Teachers have become enslaved by a similar system, and as a result their professionalism has been devalued and distorted, and their morale shattered. We must fight to maintain the necessary autonomy for our professional values to flourish if we are to escape the same fate.
I will end on a very personal note. Last summer my own mother was nursed and died in the terminal care suite at St Mary’s hospital.
5 October 2003
Just after 3am a nurse rang us to say [my mother’s] breathing had become weaker, and I went straight back to the hospital, just in time. My wife and I were holding her hand as her final breaths came with steadily diminishing volume and frequency, like a stuttering candle exhausting its receding pool of wax. My sister and brother-in-law joined us a few minutes later, and we sat together in the embracing warmth and strength of Mary’s personality, sustained too by the miraculous kindness of the two nurses who had steered her and us through the final hours.

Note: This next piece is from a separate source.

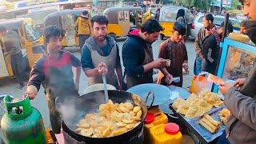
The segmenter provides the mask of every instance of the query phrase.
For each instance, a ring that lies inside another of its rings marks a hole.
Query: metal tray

Through the French windows we could see the dark line of Gugh and Agnes on the horizon, lit by a yellow half moon. The buoy marking the Spanish Ledges flashed to the south, its bell clanging mournfully. To the southwest the lume of Bishop Rock lighthouse beamed upwards over the silhouette of the Garrison, keeping living souls safe at sea even as this one took flight.
Throughout my mother’s demise I witnessed at first hand the work of my medical and nursing colleagues, and what I observed was the exercise of competence, commitment, and compassion. They did, in short, a professional job: long may they, and all of us, be allowed to do so.
This essay is based upon a talk delivered at the Royal College of General Practitioners’ Annual Spring Symposium in Bournemouth, 24 April 2004.
All excerpts are from the author’s unpublished personal diary. It was written in part for a lay audience of family and friends. Details of individual cases have been disguised to reduce their likelihood of identification; the patients concerned have read the excerpts and agreed to their publication in this form.